What triggered your passion to become an activist?

What triggered my passion was probably a strong desire to do something. While the DC Jail Library initiative was ultimately a success, it did not directly address the systemic racism and institutionalized privilege that feed the prison industrial complex. I decided to link up with organizations involved in the long-term, protracted struggle against the system.

What college or grad school did you attend? What was your major?

I took the scenic route after high school. I first went to UMBC and removed myself due to poor grades and study habits and went to a local community college; Montgomery College. I majored in Criminal Justice thinking that I could do some good, which I now realize was an act of complete ignorance to the nuances of the systemic racism and institutionalized privilege inherent in the system. After that, I went to the University of Maryland (UMD) and received a BS in Psychology and eventually went to the University of Pittsburgh and obtained a Masters in Library and Information Science. I’m currently working as a Librarian at Howard University.

Do you think the present system can meet the demands of the African-American community? If not, what is your vision of a society that is based on justice?

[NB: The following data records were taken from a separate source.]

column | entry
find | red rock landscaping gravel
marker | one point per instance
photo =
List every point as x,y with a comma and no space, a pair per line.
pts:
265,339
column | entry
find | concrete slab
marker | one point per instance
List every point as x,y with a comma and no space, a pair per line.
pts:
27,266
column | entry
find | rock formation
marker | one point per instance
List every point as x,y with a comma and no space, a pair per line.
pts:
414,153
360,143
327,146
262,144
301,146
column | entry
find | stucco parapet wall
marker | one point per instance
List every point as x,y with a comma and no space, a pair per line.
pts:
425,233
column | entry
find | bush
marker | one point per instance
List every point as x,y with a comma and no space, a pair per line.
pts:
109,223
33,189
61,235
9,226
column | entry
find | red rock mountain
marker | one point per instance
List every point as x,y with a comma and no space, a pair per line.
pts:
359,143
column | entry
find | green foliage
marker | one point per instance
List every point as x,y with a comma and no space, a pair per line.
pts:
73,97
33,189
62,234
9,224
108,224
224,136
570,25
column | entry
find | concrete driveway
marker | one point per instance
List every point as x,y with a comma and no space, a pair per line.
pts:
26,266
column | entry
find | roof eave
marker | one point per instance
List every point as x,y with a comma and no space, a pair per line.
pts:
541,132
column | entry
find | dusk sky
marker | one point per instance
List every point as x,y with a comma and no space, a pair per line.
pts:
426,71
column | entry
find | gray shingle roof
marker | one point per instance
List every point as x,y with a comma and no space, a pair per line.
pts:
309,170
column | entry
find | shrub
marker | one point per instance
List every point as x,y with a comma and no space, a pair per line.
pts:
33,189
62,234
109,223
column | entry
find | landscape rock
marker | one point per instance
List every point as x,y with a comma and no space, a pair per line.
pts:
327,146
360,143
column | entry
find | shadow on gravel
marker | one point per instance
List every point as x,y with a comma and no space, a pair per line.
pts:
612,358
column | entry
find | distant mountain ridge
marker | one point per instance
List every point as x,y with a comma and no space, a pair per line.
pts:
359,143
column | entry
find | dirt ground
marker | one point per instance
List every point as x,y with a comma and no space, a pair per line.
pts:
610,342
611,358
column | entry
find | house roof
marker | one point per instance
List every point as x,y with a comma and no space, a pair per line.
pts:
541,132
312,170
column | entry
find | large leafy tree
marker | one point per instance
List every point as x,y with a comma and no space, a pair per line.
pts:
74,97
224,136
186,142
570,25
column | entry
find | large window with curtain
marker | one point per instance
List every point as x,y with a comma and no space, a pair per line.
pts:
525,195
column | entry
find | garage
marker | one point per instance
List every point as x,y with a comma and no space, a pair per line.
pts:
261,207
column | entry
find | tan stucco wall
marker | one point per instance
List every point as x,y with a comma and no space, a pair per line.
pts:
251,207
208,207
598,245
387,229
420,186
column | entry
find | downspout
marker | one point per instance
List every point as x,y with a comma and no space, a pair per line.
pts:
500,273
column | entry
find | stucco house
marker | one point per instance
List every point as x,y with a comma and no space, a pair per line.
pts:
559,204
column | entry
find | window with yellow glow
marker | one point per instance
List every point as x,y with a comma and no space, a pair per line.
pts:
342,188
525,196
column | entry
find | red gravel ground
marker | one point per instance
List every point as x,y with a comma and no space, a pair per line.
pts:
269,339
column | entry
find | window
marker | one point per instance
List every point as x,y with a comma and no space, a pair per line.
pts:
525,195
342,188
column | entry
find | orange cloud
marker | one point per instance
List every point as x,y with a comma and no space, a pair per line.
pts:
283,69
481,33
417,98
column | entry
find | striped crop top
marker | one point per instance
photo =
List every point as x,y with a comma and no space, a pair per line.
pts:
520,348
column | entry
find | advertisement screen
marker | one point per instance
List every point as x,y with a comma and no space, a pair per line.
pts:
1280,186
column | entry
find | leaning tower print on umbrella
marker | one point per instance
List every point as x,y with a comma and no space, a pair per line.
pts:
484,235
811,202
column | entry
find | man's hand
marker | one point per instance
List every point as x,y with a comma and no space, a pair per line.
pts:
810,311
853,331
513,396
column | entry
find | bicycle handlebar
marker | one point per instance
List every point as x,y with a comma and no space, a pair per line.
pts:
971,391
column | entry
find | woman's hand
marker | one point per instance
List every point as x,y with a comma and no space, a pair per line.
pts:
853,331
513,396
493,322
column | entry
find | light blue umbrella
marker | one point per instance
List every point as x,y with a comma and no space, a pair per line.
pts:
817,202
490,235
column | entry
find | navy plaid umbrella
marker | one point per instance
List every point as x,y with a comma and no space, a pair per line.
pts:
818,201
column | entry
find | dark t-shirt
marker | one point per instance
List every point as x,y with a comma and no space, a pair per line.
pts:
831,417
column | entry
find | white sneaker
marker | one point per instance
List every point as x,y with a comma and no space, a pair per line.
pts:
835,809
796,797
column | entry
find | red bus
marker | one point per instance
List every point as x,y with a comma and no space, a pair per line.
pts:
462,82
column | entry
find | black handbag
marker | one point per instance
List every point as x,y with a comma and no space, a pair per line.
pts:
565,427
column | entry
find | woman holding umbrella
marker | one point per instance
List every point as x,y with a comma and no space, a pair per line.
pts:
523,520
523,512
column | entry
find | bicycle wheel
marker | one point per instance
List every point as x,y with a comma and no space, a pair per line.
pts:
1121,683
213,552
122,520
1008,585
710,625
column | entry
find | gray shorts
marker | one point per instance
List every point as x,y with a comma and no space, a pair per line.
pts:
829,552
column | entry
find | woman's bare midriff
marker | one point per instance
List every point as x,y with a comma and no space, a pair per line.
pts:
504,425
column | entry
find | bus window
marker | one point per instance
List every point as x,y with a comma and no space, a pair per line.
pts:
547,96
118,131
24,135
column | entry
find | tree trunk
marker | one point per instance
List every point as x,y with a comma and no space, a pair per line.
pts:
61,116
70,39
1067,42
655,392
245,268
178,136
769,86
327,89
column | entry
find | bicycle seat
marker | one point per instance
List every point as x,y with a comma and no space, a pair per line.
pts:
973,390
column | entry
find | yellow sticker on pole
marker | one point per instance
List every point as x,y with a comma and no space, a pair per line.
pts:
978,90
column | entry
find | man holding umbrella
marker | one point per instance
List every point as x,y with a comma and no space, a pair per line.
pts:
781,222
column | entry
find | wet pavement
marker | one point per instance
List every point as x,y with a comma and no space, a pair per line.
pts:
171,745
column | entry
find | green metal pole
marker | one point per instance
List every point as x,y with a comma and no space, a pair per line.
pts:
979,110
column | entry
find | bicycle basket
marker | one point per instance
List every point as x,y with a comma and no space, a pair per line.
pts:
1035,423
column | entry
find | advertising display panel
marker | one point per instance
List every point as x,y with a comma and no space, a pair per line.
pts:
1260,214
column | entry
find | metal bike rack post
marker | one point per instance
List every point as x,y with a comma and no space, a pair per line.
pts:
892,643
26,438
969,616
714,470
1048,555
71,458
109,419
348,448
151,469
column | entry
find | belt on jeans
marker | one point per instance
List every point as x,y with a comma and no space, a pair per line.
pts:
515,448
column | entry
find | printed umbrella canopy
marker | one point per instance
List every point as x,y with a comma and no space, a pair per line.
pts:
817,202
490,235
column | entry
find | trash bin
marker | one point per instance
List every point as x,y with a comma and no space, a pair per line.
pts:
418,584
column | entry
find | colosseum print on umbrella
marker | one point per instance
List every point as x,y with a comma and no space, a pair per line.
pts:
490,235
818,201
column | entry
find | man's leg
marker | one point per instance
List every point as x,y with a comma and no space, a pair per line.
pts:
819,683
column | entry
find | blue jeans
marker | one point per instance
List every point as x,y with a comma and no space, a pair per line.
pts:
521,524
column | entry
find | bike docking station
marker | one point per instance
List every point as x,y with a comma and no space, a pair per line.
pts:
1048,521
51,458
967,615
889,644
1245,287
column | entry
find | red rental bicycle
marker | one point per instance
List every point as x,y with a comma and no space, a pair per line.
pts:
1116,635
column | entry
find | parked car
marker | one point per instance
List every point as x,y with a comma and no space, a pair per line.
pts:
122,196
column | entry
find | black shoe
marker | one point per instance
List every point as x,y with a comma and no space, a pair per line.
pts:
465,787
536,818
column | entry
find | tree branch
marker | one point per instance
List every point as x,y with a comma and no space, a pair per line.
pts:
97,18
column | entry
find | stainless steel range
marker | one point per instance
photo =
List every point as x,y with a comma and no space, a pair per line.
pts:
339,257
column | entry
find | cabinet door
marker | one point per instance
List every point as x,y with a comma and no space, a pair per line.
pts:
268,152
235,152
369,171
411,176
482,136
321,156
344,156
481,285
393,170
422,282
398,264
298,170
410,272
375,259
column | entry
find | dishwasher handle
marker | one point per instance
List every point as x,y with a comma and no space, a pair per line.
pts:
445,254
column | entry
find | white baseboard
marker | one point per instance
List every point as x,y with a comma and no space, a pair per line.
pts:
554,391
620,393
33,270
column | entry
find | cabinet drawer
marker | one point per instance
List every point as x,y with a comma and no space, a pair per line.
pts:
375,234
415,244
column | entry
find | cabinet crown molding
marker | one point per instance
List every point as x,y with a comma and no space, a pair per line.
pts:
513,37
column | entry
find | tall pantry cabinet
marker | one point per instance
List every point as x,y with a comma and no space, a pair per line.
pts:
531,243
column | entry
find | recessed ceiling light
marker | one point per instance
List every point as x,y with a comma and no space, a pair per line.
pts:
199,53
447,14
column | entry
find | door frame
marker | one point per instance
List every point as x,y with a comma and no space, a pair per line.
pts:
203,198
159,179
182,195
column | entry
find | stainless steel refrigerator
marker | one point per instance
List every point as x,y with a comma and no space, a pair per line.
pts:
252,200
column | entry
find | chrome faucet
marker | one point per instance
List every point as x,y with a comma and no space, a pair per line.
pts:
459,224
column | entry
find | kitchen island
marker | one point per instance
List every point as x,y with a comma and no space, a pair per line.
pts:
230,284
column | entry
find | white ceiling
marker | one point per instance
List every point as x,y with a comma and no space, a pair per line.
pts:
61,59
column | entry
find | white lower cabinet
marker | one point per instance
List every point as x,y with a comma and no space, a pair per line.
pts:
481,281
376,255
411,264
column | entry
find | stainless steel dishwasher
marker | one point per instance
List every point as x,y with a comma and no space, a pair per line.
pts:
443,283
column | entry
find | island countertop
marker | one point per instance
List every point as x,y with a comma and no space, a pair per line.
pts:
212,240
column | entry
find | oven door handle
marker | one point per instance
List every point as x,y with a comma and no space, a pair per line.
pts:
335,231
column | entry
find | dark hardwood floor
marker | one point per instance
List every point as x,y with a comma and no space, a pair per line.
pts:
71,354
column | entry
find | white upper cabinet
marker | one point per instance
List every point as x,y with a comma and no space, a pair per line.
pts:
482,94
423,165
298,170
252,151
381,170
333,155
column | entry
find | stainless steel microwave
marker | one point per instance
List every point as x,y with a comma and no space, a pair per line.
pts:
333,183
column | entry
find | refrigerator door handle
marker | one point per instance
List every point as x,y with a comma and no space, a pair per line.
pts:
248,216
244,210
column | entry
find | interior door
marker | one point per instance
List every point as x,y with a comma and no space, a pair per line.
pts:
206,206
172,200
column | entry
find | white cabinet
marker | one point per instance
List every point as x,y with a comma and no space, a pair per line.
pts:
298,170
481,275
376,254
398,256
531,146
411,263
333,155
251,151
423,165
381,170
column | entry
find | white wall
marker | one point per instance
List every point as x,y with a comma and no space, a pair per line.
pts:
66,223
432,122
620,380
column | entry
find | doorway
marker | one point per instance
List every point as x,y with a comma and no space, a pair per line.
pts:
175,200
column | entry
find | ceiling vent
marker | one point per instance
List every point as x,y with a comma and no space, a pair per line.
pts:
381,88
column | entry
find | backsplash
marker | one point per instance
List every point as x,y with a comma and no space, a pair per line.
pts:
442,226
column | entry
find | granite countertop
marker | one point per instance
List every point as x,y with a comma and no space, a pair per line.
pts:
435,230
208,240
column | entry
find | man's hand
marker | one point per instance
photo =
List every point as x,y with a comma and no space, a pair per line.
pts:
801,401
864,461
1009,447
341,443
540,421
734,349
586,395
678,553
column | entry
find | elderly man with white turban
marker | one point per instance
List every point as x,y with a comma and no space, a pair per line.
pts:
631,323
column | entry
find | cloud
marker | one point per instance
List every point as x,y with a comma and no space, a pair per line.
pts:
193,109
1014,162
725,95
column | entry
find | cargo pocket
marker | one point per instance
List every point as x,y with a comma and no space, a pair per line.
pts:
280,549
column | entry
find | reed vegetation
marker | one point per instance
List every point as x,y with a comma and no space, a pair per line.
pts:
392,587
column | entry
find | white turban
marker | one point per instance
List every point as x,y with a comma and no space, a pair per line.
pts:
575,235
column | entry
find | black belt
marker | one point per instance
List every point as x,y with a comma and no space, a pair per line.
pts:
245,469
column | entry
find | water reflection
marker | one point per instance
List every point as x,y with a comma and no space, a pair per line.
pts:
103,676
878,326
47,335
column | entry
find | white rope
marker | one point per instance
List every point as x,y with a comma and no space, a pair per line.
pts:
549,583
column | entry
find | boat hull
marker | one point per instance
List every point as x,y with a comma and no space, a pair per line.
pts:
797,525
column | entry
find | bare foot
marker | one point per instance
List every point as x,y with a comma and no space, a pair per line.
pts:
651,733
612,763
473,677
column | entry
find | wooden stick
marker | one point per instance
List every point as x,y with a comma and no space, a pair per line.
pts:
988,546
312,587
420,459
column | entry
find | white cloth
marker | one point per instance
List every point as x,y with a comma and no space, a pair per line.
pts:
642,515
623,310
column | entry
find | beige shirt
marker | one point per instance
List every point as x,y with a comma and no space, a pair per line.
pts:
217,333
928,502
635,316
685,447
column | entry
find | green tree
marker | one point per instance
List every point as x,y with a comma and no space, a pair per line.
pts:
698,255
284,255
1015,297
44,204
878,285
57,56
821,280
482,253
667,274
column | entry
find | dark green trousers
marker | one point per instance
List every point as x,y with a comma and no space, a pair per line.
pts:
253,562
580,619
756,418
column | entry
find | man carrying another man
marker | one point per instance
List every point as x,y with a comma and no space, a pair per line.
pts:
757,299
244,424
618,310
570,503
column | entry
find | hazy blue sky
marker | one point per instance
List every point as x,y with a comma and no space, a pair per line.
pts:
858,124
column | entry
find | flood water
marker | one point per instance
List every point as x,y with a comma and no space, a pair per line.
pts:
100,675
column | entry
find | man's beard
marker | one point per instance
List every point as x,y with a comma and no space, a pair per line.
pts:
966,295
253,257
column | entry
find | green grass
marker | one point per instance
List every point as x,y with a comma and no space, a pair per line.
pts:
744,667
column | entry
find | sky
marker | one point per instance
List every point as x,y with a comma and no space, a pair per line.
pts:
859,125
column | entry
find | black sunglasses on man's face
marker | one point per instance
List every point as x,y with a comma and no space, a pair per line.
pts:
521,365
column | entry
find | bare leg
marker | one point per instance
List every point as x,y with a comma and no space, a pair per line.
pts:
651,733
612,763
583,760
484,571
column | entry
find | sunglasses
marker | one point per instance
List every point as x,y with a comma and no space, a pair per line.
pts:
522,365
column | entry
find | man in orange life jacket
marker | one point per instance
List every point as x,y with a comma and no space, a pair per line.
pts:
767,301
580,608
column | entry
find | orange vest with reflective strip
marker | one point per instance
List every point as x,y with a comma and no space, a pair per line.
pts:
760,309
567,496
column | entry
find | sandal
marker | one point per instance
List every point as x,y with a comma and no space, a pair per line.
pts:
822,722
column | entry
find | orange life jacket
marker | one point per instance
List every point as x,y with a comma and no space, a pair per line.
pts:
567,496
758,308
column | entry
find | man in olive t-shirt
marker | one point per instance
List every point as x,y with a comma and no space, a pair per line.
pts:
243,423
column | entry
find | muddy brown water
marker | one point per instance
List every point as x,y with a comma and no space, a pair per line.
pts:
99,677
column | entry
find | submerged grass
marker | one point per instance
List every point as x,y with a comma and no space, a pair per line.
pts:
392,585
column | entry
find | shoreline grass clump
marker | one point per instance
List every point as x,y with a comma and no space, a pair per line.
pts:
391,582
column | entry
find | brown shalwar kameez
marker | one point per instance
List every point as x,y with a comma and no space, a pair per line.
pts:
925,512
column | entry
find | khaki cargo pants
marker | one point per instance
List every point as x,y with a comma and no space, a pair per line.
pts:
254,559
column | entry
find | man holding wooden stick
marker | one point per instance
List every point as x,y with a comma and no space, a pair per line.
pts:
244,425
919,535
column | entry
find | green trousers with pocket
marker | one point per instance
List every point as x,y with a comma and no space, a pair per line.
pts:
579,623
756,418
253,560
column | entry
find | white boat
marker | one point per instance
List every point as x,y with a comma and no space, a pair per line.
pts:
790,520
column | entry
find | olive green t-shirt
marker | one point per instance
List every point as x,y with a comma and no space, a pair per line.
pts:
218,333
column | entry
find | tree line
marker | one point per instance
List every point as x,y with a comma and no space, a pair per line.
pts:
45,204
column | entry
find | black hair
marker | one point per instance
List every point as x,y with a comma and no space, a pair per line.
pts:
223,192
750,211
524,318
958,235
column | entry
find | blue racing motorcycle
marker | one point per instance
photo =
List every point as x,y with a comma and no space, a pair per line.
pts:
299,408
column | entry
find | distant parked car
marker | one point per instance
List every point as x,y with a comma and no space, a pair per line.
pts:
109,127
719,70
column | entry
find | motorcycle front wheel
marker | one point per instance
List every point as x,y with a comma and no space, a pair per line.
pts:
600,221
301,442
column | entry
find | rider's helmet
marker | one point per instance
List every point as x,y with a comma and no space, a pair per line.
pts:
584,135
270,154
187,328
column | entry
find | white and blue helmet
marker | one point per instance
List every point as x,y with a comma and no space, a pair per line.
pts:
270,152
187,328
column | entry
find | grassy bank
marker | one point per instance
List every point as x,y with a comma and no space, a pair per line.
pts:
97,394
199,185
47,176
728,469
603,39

While I don’t know for sure what a just society is, I do know what it isn’t. I do not think the present, capitalist system can meet the demands of our community. It has become more devious in modern times as it introduced the notion of a world of “color blindness” that has fooled the masses into thinking that anything outside of an overt racist statement or action is otherwise not racism. This system has tried to project racism as a thing of the past; conquered vestiges of the more turbulent times of yesteryear. In reality, the system has traded plantations for prisons quite literally as read in the so-called re-constructionist 13th Amendment which abolished slavery and involuntary servitude except as punishment for a crime. Our imperialist nation has traded colonialism for neo-colonialism and seeks to extract resources from every corner of the planet at the expense of human life, liberty and pursuit of happiness all in the name of profit. This capitalist system cannot know justice, as mentioned earlier, because it has never known civilization. A just society is an egalitarian society. A just society will be one where mass incarceration of black people is fiction. These are just a few examples of what I think a society based on justice is and isn’t and the only way to achieve it is through revolution.

Why did you decide to organize and participate in a protest demonstration at the September 24, 2014 Congressional Black Caucus Foundation Legislative Weekend?

The purpose of this rally was to draw national and international attention to the Congressional Black Caucus, a bourgeois entity that continues to betray the interest of the people they claim to represent.

Here is what they support:

  1. continued U.S. funding to Israel and its slaughter of the people of Gaza/Palestine
  2. Its vote against net neutrality, and
  3. continued funding to militarize the police in African-American communities.